Electronic – master-slave flip-flops

clockflipflop

im having some trouble finding an example of the time-instability that motivates the flip-flop. wherever i look, the explanations are awfully airy-fairy (or at least my understanding is). for example, here they explain that there can be instability if the clock pulse is sampling from combinational circuits. im looking for a concrete example of such instability (i need these things explained to me like im a six-year-old kid), not just saying "things can be unstable". if i wrote in a maths exam "the given implication can be problematic" without providing a counter example i wouldnt get half a mark, and by the same token if i were authoring an article that discusses motivating flip-flops i would see it essential to "prove" their necessity.

my problem is that if i have worked out that if the [maximum] propogation delay for a given circuit, i dont need to wait for a clock pulse edge, i can just sample the output after that amount of time. meaning, even with a flip-flop i have to work out my clock-pulse speed, so why go to all the trouble of having 2 latches when i know that the desired ouput will exist after 1 pulse-length of time?

so if i had many different circuits that relied on each others output, instead of flip-flopping them all, i would just activate them in the relevant order according to a clock-pulse. im obviously missing something simple here because as far as i can see the flip-flop functioning to save from instability isnt necessary…

the JK flip-flop is a nice way to "regulate" the ouput because it solves an altogether different problem, that when j=k=1 the toggle that the JK latch would otherwise perform for the entire cycle that the clock-pulse is 1, happens only once, which means the final output is deterministic – as opposed to undefined. although that doesnt explain why its necessary on a D latch and an RS latch.

on that note, ill add a second question. whats the use of the JK latch/flip-flop? it seems to be introduced in many texts as an improvement on the RS latch, because of the problematic s=r=1 situation and resulting race condition. however if we setup the RS in a flip flop, we provide ourselves with a better alternative to the JK flip-flop: this acts like an RS latch but when r=s=1 on the clock's rising edge both Q and Q' are 0, and on the falling edge theres no change in the slave latch. so the problematic situation of r=s=1 becomes stable. the only advantage JK has over this setup is that r=s=1 actually provides a new functionality of toggle, im not sure if thats a desired thing or not…

hoping for some insight…

Best Answer

The master-slave arrangement doesn't strictly solve the metastability issue, AFAICT. It is commonly used to cross over between different clock domains of synchronous logic, but I don't quite see what improvement it does on purely asynchronous input (the slave gets a clear state, but it may be derived of a metastable transition anyway).
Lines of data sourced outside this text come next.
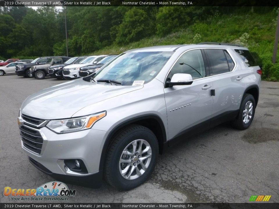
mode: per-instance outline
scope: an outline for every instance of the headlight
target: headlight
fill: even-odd
[[[106,111],[79,118],[51,120],[46,127],[58,134],[64,134],[91,128],[96,122],[106,115]]]
[[[75,70],[78,70],[80,68],[71,68],[70,69],[70,71],[74,71]]]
It could simply be an incomplete description, as you could add a hysteresis function by combining the outputs of the two registers.

As for the differences between SR, JK, D or even T flip-flops, it tends to boil down to which inputs are asynchronous. The simplest SR latches do not toggle with S=R=1, but simply keep whichever state was kept last (or in the worst case, oscillate with a gate delay), that's the race. The JK, on the other hand, will transition on the clock edge - synchronous behaviour. It is thus their nature that a T register can only be synchronous, and an asynchronous D latch is transparent while latching. The SR register you describe doesn't have the T function, which can be useful depending on the function. For instance, a ripple counter can be described purely with T registers. Simply put, the JK gives you a complete set of operations (set, clear, toggle, and no-op) without costing an extra control line.
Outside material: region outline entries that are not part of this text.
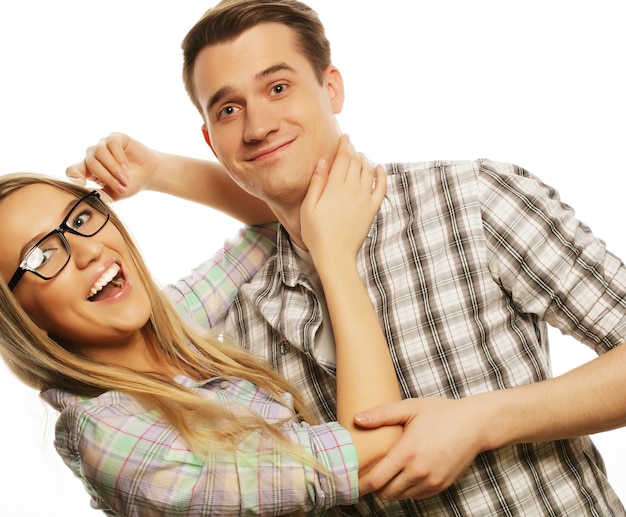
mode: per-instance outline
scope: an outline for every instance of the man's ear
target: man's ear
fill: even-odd
[[[209,136],[209,130],[206,128],[206,124],[202,124],[202,136],[204,136],[204,141],[208,144],[208,146],[211,148],[211,151],[213,151],[213,154],[217,158],[217,154],[215,152],[215,149],[213,149],[213,144],[211,143],[211,137]]]
[[[343,109],[343,101],[345,92],[343,88],[343,77],[339,69],[333,65],[329,65],[324,71],[324,80],[330,105],[335,115],[341,113]]]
In synchronous logic, we frequently use wide sets of registers to implement a larger function. It doesn't strictly matter there if we use D, T, JK or whatever registers, as we can just redesign the logic function that drives them to include feedback (unless we need to build that logic - i.e. in 74 family logic). That's why FPGAs and such tend to have only D registers in their schematic representations. What does matter is that the register itself introduces the synchronous operation - steady state until the next clock. This allows combining plenty of side-by-side registers or ones with feedback functions.
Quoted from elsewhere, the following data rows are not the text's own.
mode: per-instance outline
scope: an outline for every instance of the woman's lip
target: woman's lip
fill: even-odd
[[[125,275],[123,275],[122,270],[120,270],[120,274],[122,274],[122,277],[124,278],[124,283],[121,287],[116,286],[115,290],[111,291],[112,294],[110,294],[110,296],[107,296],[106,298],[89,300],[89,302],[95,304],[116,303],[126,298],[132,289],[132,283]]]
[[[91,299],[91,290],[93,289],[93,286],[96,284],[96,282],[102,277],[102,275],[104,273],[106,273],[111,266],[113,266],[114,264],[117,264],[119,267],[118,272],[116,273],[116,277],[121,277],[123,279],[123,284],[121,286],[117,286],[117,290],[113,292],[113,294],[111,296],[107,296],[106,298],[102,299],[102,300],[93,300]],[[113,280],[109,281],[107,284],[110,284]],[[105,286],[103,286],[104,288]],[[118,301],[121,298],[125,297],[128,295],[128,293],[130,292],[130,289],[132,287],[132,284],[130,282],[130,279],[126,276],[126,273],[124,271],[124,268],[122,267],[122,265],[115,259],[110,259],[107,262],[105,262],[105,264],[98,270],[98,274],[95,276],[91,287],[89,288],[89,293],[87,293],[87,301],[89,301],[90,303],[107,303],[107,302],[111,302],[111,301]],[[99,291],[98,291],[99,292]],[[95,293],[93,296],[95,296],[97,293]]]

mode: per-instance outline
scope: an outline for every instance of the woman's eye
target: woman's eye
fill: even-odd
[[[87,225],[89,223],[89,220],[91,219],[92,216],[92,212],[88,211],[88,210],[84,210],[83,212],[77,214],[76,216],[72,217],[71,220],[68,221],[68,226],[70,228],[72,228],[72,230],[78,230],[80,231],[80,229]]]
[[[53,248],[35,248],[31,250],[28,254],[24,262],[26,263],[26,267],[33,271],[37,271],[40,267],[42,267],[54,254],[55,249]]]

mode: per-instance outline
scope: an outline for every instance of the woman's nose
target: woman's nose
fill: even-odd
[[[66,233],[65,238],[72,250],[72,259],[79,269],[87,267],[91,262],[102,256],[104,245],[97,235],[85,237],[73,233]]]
As for the choice between delayed-pulse and clock-synchronous logic, it's not an automatic one. Some early computers (f.e. PDP-1) and even some highly energy efficient ones (f.e. GreenArrays) use the delayed-pulse design, and it is in fact comparable to a pipelined design in synchronous logic. The Carry-Save adder demonstrates the crucial difference - it's a pipelined design where you actually don't have a known value, not even intermediate, until the pulse from the last new value to enter has come out the other end. If you know at the logic design stage repeated accumulation but only the final sum is used, it may be the best choice. Meanwhile, FPGAs are typically designed with only a few clock nets and therefore do not adapt well to delayed-pulse logic (though it can be approximated with clock gating).

I hope this is more helpful than further confusing... interesting questions!